Alerus Financial Corporation reports Q1 2026 results on April 30 with an unusually sharp divergence between cautious analyst consensus and suddenly bullish options positioning.
The most striking signal heading into the print is the options market. Put/call ratio has collapsed to 0.03 — the lowest reading of the past 52 weeks, well below its 20-day average of 0.89. That is a dramatic rotation away from downside protection: for weeks the PCR ran above 1.4, suggesting persistent hedging demand, but that overhang has cleared entirely in the past two weeks. The stock has recovered alongside that shift, gaining 9% over the past month to close at $25.75, with a modest 1% pullback on Tuesday.
Short interest is not a meaningful story here. At 2.9% of free float, it has actually fallen 10% over the past week even as it ticked up 11% over the month.
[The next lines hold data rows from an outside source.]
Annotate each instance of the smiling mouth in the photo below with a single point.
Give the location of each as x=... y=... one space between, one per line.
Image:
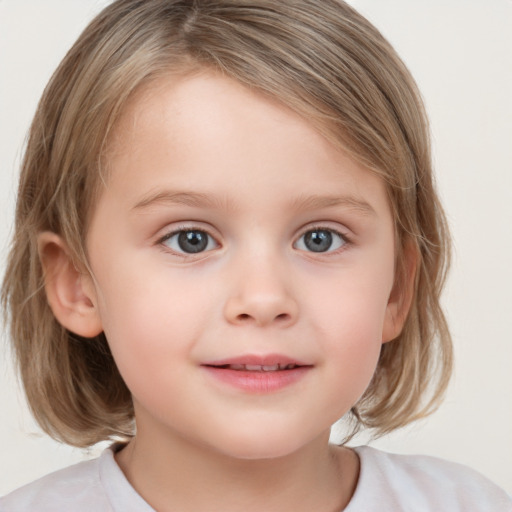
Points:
x=256 y=367
x=258 y=374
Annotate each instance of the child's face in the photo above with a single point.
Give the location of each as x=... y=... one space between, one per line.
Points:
x=231 y=232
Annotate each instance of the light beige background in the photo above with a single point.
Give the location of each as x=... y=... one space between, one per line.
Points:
x=460 y=52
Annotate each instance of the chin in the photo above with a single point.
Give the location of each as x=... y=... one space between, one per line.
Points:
x=263 y=446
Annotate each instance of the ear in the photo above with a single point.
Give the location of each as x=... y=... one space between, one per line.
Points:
x=70 y=293
x=401 y=296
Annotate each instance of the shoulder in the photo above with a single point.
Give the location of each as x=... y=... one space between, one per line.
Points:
x=422 y=483
x=76 y=488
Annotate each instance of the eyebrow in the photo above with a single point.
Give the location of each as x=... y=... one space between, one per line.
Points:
x=316 y=202
x=197 y=199
x=193 y=199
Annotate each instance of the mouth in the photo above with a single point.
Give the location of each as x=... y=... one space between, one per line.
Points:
x=256 y=367
x=258 y=374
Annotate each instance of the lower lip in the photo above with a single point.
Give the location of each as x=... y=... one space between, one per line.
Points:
x=258 y=382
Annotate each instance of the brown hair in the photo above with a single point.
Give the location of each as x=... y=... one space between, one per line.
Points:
x=318 y=57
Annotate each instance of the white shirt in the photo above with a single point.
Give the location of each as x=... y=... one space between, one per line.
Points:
x=387 y=483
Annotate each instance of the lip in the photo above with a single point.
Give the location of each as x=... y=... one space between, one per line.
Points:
x=258 y=381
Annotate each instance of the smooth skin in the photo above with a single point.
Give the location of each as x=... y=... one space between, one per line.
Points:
x=295 y=255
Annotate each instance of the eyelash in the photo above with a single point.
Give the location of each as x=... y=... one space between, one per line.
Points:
x=345 y=240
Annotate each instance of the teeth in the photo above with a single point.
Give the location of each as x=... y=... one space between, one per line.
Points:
x=253 y=367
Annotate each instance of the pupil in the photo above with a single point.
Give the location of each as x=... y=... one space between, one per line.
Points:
x=318 y=241
x=192 y=241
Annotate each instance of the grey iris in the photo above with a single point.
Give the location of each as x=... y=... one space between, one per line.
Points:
x=318 y=241
x=192 y=241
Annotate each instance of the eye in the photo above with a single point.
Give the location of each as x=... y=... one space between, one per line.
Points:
x=320 y=240
x=189 y=241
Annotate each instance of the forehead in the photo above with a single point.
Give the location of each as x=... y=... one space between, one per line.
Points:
x=197 y=129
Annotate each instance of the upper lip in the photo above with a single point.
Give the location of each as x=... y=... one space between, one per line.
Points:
x=267 y=360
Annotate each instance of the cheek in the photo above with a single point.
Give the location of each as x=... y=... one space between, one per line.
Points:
x=150 y=321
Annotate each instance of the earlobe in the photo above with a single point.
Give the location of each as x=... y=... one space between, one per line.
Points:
x=402 y=295
x=70 y=292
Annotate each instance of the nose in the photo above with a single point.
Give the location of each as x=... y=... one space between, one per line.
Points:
x=261 y=297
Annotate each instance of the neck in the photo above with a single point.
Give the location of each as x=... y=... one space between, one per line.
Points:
x=178 y=475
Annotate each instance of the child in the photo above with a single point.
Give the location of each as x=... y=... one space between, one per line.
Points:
x=227 y=237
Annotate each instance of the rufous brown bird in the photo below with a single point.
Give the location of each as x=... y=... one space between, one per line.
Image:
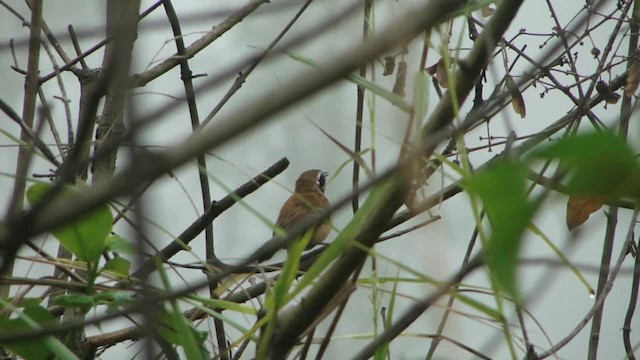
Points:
x=306 y=202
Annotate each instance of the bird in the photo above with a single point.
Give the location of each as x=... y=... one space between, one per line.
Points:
x=306 y=202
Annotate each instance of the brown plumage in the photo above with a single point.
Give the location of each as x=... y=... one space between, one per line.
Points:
x=307 y=201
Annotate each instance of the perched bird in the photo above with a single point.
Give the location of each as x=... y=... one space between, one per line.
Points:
x=306 y=202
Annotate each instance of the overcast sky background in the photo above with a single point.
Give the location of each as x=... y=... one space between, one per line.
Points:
x=436 y=250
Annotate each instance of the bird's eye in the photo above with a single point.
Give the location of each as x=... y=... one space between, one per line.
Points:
x=322 y=179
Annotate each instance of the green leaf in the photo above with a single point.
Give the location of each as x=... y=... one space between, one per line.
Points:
x=32 y=317
x=168 y=327
x=502 y=190
x=114 y=298
x=74 y=300
x=119 y=266
x=86 y=236
x=24 y=301
x=600 y=164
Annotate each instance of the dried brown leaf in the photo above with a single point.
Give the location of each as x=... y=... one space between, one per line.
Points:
x=517 y=101
x=579 y=208
x=401 y=79
x=439 y=71
x=605 y=91
x=389 y=65
x=633 y=78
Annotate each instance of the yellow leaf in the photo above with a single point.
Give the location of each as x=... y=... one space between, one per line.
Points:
x=579 y=208
x=401 y=79
x=633 y=78
x=517 y=101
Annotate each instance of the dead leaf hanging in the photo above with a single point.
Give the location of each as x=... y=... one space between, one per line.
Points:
x=607 y=94
x=579 y=208
x=439 y=71
x=633 y=78
x=401 y=79
x=487 y=11
x=517 y=101
x=389 y=65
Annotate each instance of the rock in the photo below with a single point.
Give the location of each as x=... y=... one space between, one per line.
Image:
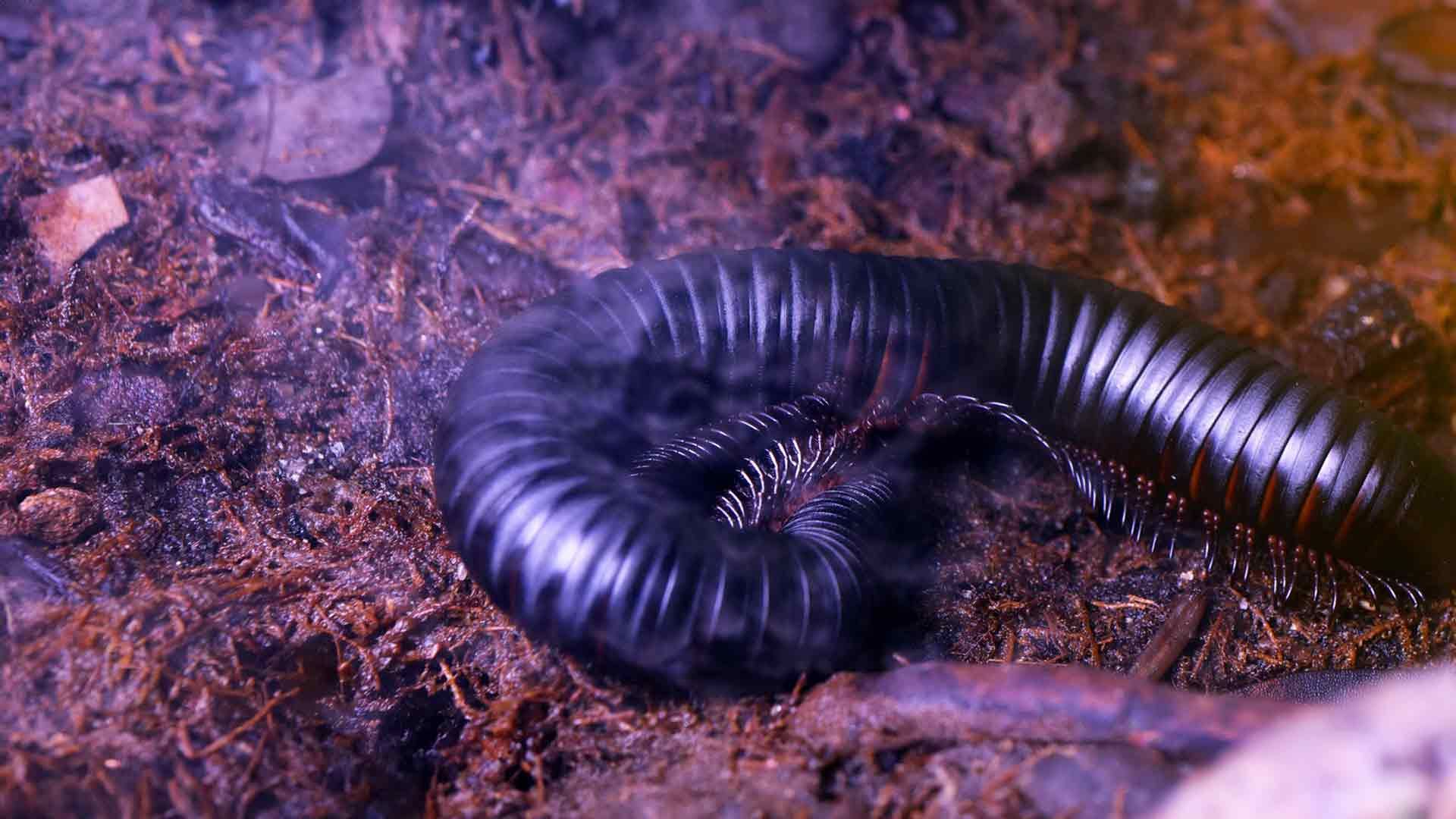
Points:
x=69 y=222
x=313 y=130
x=1386 y=754
x=1337 y=28
x=1370 y=344
x=58 y=515
x=1417 y=58
x=124 y=395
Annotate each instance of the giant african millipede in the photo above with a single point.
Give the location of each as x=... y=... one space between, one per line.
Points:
x=576 y=447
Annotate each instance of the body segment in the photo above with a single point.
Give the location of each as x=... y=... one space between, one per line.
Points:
x=535 y=457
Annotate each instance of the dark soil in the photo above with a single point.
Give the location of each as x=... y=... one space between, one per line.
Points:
x=229 y=591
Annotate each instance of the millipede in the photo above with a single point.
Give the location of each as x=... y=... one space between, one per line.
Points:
x=626 y=465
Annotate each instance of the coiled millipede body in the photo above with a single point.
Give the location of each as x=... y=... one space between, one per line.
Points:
x=580 y=460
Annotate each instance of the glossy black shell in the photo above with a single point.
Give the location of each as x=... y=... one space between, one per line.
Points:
x=533 y=455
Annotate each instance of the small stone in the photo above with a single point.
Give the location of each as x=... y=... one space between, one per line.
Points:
x=69 y=222
x=1337 y=28
x=1417 y=58
x=934 y=18
x=1420 y=47
x=58 y=515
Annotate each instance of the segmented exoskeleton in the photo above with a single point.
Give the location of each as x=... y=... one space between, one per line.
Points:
x=1161 y=419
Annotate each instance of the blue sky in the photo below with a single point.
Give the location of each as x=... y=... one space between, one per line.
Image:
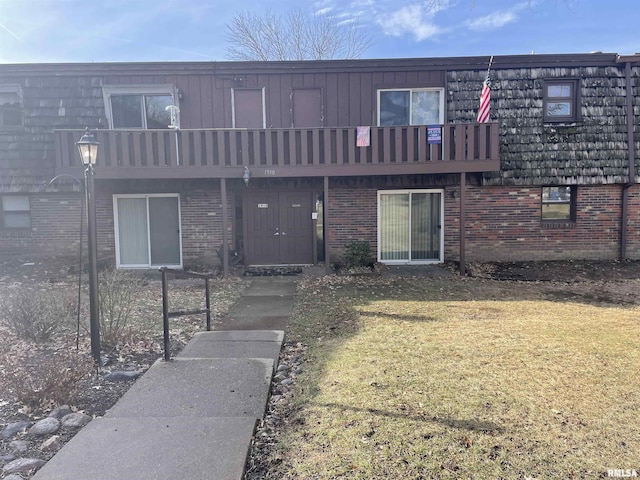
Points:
x=184 y=30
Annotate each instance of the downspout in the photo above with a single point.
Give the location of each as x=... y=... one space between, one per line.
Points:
x=463 y=223
x=326 y=223
x=632 y=163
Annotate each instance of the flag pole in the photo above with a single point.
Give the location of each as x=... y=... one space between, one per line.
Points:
x=489 y=68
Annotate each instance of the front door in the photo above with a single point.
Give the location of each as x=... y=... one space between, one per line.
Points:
x=278 y=228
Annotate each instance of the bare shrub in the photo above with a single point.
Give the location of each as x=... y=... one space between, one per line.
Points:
x=40 y=378
x=118 y=291
x=36 y=315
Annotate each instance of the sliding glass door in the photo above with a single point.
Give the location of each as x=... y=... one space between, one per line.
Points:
x=147 y=229
x=410 y=226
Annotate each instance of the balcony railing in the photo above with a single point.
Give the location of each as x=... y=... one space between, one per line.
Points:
x=284 y=152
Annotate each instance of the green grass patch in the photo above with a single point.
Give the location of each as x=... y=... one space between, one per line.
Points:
x=415 y=378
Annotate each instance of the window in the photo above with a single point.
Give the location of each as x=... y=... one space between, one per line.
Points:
x=410 y=226
x=248 y=108
x=139 y=106
x=10 y=107
x=560 y=101
x=147 y=230
x=411 y=106
x=559 y=204
x=16 y=211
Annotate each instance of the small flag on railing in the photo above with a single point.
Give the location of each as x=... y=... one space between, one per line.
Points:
x=363 y=138
x=485 y=98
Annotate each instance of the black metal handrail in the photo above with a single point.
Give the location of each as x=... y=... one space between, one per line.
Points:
x=166 y=314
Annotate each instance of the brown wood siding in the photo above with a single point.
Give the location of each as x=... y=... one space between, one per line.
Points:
x=593 y=151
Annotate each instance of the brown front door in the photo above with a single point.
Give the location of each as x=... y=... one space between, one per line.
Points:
x=278 y=228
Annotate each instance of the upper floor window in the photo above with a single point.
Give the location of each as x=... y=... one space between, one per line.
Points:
x=559 y=204
x=411 y=106
x=10 y=106
x=248 y=108
x=560 y=100
x=15 y=212
x=142 y=106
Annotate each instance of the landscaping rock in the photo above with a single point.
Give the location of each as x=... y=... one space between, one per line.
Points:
x=60 y=411
x=22 y=465
x=52 y=444
x=122 y=376
x=19 y=446
x=75 y=420
x=14 y=428
x=13 y=476
x=45 y=426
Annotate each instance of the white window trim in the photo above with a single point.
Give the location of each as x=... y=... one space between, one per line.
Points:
x=410 y=90
x=233 y=106
x=379 y=220
x=108 y=90
x=117 y=231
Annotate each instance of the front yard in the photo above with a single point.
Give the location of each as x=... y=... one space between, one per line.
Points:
x=460 y=378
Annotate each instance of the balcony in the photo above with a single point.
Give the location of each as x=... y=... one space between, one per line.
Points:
x=332 y=151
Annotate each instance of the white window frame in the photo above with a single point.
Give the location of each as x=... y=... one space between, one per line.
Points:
x=117 y=230
x=411 y=90
x=379 y=222
x=233 y=106
x=109 y=90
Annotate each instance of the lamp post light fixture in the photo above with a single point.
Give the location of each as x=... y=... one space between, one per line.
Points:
x=88 y=148
x=246 y=176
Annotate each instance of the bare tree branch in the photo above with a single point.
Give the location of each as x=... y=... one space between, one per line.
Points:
x=296 y=36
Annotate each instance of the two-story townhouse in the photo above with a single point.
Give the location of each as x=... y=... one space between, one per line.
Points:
x=290 y=161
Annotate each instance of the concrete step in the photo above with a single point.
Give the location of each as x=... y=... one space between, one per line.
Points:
x=235 y=344
x=154 y=448
x=188 y=387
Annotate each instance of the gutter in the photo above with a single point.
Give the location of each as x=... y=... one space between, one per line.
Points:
x=624 y=221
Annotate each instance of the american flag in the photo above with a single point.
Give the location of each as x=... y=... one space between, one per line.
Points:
x=485 y=102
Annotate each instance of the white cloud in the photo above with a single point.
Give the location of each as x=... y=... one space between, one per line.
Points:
x=323 y=11
x=500 y=18
x=492 y=21
x=415 y=20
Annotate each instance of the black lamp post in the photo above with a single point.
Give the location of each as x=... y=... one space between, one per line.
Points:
x=88 y=148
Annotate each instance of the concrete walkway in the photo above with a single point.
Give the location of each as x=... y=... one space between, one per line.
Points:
x=193 y=417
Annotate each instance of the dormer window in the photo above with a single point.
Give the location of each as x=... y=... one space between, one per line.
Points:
x=561 y=101
x=10 y=107
x=143 y=107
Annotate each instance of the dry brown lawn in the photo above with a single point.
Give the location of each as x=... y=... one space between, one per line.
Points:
x=416 y=378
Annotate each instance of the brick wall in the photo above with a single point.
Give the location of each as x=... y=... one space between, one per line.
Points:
x=504 y=224
x=55 y=220
x=352 y=217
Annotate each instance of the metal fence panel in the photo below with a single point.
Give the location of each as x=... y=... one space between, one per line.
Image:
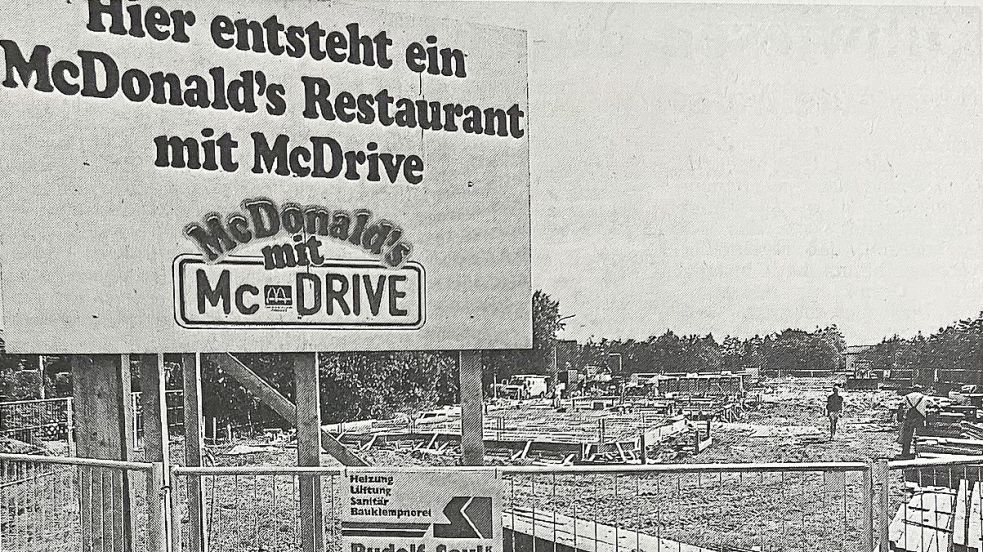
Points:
x=73 y=504
x=695 y=508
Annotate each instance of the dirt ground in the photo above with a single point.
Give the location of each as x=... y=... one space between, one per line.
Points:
x=740 y=511
x=734 y=512
x=791 y=426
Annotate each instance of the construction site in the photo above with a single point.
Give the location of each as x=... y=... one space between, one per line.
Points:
x=722 y=421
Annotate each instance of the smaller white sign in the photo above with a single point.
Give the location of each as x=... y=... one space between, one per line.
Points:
x=421 y=511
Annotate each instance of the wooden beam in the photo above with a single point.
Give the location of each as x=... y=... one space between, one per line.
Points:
x=101 y=399
x=307 y=385
x=272 y=398
x=472 y=409
x=193 y=444
x=156 y=449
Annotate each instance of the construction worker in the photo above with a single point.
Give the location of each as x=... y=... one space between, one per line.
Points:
x=834 y=407
x=912 y=413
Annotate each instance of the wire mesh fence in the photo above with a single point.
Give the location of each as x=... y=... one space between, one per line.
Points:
x=933 y=505
x=695 y=508
x=74 y=504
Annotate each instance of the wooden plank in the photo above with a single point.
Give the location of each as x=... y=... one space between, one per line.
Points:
x=959 y=527
x=925 y=523
x=307 y=391
x=156 y=441
x=472 y=409
x=193 y=444
x=272 y=398
x=101 y=397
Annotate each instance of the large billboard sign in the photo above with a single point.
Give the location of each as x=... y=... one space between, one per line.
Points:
x=185 y=175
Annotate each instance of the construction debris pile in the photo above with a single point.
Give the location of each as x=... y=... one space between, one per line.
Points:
x=657 y=418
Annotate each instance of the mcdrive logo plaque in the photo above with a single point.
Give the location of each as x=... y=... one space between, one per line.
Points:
x=290 y=282
x=240 y=292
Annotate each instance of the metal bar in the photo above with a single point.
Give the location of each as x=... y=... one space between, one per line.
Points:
x=868 y=498
x=193 y=444
x=73 y=461
x=528 y=470
x=885 y=513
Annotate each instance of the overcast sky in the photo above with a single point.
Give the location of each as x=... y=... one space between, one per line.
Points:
x=741 y=170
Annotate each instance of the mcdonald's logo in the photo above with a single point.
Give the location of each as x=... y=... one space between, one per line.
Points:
x=278 y=296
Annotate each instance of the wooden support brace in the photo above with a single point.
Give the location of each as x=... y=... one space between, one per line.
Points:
x=272 y=398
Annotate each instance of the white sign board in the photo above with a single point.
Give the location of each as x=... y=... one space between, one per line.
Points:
x=260 y=176
x=421 y=511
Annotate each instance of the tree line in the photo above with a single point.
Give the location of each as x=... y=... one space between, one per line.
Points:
x=381 y=384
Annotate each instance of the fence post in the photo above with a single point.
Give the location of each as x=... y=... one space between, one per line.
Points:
x=869 y=498
x=884 y=514
x=174 y=528
x=156 y=518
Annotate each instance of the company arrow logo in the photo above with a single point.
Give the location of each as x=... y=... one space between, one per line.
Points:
x=470 y=517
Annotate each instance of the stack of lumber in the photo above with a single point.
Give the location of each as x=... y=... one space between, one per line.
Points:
x=971 y=430
x=943 y=445
x=936 y=518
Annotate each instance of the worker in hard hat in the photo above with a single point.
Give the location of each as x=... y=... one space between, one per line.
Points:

Availability is wide open — borrow demand is low and there is no squeeze pressure in the lending market. Cost to borrow has roughly doubled over the past month to just under 1%, but at that absolute level it remains firmly in the inconsequential range. The ORTEX short score of 41.5 sits comfortably in the mid-range and has drifted lower this week. Overall, the lending market signals a relaxed short side rather than any building conviction against the stock.
The analyst debate is notably subdued. The most recent changes — from January 2026 — show DA Davidson and Keefe, Bruyette & Woods both nudging targets higher while keeping neutral ratings, while Hovde Group downgraded to Market Perform in early January. Raymond James remains the outlier with a Strong Buy and a $27 target. The mean consensus target sits at $26.60 against a current price of $25.75, implying modest upside that is consistent with a story the Street broadly views as fairly valued. The bull case rests on net interest income growth (NII up 4.7% last quarter) and strengthening capital ratios (CET1 at 10.8%). Bears point to loan book contraction — commercial real estate construction runoff drove a 5.3% sequential decline — and a fee income line that has been running below expectations. The stock's forward earnings yield ranks in only the 4th percentile on EPS surprise, which is a note of caution on estimate reliability, though its 12-month forward EPS growth ranks in the 90th percentile.
Institutional flows offer one quiet supporting data point. Dimensional, Vanguard, and Geode all added shares in Q1 2026, with Dimensional adding 33,000 shares — modest but directionally consistent with the options market's recent tilt toward the upside. Insider activity from late February was routine: the CEO and COO sold small tranches from fresh awards, the kind of tax-driven activity that carries little signal.
The print will test whether the fee income and loan growth trajectory has stabilised enough to justify the multiple re-rating — P/E has expanded by nearly one full turn over the past month to 9.8x — or whether the bear case on credit quality and deposit runoff reasserts itself.